Paralelos com a neurociência e a teoria cognitiva
A estrutura observada no Claude apresenta semelhanças com a teoria do "espaço de trabalho global", formulada por Bernard Baars e expandida por Stanislas Dehaene. De acordo com essa premissa, a consciência emerge quando informações específicas tornam-se acessíveis a múltiplas áreas do cérebro.
Apesar da similaridade funcional, o neurocientista Anil Seth pontua que o modelo da Anthropic não possui componentes essenciais para a consciência, como circuitos de feedback específicos. Para Seth, a capacidade de resolver problemas ou produzir respostas complexas define a inteligência, mas não a consciência, que exigiria a existência de uma experiência interna e subjetiva.

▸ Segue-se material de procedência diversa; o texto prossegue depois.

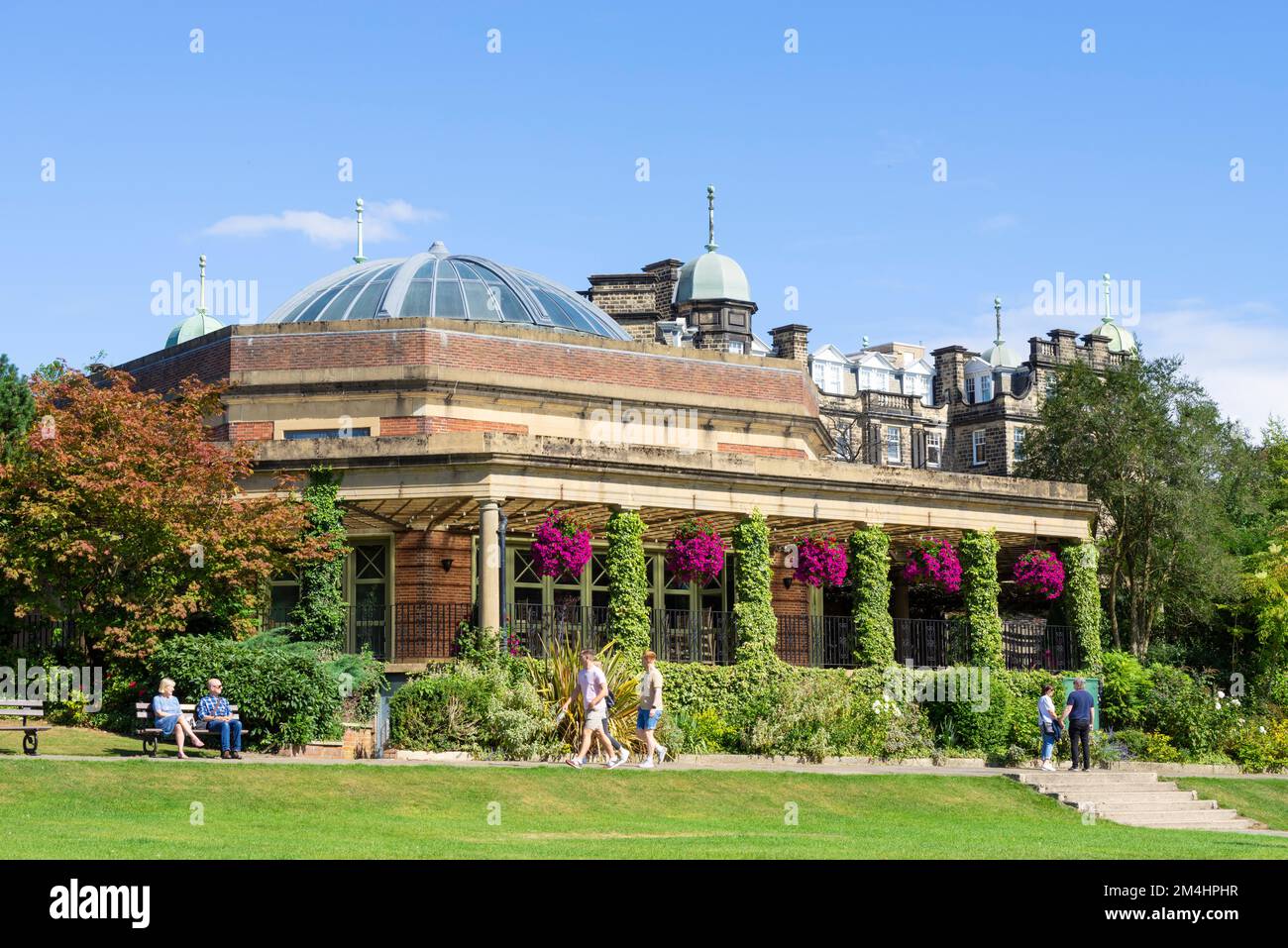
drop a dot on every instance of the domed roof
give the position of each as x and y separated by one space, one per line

A distinção entre simulação e experiência
Enquanto o biólogo evolutivo Richard Dawkins sugere que a sofisticação do diálogo do Claude torna a possibilidade de experiência subjetiva algo a ser considerado, Seth argumenta que a fluência conversacional não deve ser confundida com a capacidade de sentir ou ter percepção do mundo.
A principal divergência reside na natureza biológica da consciência. O neurocientista defende que a consciência está ligada a organismos vivos, com cérebros integrados a corpos que interagem com o ambiente, diferindo fundamentalmente de programas executados em silício.
Para ilustrar a impossibilidade de a IA ser consciente apenas por processar dados, Seth compara a situação a um simulador meteorológico: embora o software possa reproduzir com precisão os cálculos de um furacão, ele jamais gerará vento ou chuva reais. Da mesma forma, a IA pode imitar processos associados ao pensamento sem que haja, de fato, qualquer experiência sentida.